What level of education do you ultimately want to achieve?  This, of course, will depend on your answer to the first question.  If you’ve determined that a Bachelor’s degree is required for the career you’re interested in, that means you ultimately will need to graduate from a four-year college, so if you start at a community college, you’ll have to transfer to complete your degree.  Transferring isn’t always easy, however, and it’s important to investigate what will be involved in the transfer process.

Most people’s main concern in transferring is whether all of their community college credits will be accepted at a four-year college.  Many community colleges have articulation agreements with public four-year colleges in the same state.  This means that if students take certain classes at the community college, the credits are guaranteed to transfer to an in-state, public four-year college.  (To learn more about the articulation agreements between Colorado’s community and four-year colleges, click here.)  However, if you want to transfer to an out-of-state public college or a private college, you may find that not all of your credits will transfer.   If that happens, starting at a community college may not turn out to be as much of a money-saver as it initially appeared to be.

The best way to ensure that most or all of your credits will transfer from a two- to a four-year college is to communicate with the college you intend to transfer to.  Ideally, you would begin doing that when you first enroll at the community college, but many people don’t know where they want to transfer that early in the process.  Therefore, you need to be aware of and prepared for the possibility that it may take longer than four years to earn your Bachelor’s degree if all your credits don’t transfer.

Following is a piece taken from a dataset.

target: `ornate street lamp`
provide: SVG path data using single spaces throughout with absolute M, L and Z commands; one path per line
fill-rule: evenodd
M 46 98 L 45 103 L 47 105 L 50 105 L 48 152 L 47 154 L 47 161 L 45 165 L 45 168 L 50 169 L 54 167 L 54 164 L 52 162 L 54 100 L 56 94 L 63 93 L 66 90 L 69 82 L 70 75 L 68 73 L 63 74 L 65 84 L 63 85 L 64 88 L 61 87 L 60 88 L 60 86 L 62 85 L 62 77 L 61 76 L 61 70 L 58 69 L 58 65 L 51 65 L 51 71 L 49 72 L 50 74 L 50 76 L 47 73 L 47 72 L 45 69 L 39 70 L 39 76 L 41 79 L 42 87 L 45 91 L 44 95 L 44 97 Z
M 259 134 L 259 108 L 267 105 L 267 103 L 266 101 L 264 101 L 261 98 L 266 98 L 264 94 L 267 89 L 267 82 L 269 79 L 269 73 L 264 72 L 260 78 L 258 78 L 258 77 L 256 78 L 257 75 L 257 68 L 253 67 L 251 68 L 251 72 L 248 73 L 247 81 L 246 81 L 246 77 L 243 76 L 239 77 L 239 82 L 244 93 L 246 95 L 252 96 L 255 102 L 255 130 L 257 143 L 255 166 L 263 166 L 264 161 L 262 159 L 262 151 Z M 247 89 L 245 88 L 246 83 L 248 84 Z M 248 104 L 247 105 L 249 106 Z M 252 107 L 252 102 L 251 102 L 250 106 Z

What are your reasons for going to college?  If you want to attend college solely to get an education, a community college might be a great starting point.  However, if you also desire the “college experience” — i.e., living in a residence hall, participating in sports and/or activities, and having a social life — it will be more difficult to find those elements at a community college.  Most community colleges do not have housing, and their extracurricular offerings are limited.  While you might make friends with people in your classes, it could be harder to socialize with them, as many community college students work in addition to going to school and/or are older students with families and other commitments.  If you’re longing for a more traditional college experience but still want to attend a two-year college, you might consider junior colleges, which have many of the “college life” features typically found at four-year colleges.

If the social aspects of college are important to you, keep in mind that transferring to a four-year college versus starting there may make pursuing those opportunities more complicated.  Students who have been at the four-year college since their freshman year likely will have already formed their friend groups.  If you know where you’d like to transfer, find out how many transfer students the college enrolls each year, as more transfer students will mean more chances to meet people who are also new and looking for friends.  Additionally, inquire as to whether the college offers programs and activities specifically for transfer students, as this type of programming will help you meet other students like yourself.

What is your financial situation?  One of the main reasons people start at community colleges is because they generally are much less expensive than four-year colleges.  That being said, some four-year colleges may not have the same kinds and amounts of financial aid for transfer students as they do for freshman.  For example, a college may offer the majority of its merit scholarships to first-year students and may have little or no merit money available for transfer students.  Furthermore, as stated previously, if all of your credits don’t transfer, you will end up spending more money at the four-year college than you had planned on.  Once again, it helps to know where you’d like to transfer so you can find out about that college’s financial aid process ahead of time.

How academically prepared are you for college? As mentioned above, community colleges can offer more support and smaller classes. For students whose knowledge and skills may not be at the level necessary to succeed at a four-year college, community colleges offer courses to get students “college ready” in math and English. Also, community college teachers are specifically hired to teach, whereas professors at many four-year colleges are expected to spend considerable time doing research. Thus, a community college might be a great option for students who need additional time and support to be successful.

At the end of the day, there is no “one size fits all” college education.  As you weigh the idea of going to a community college, consider the above questions to help you make the decision that is right for your goals, desires, and budget.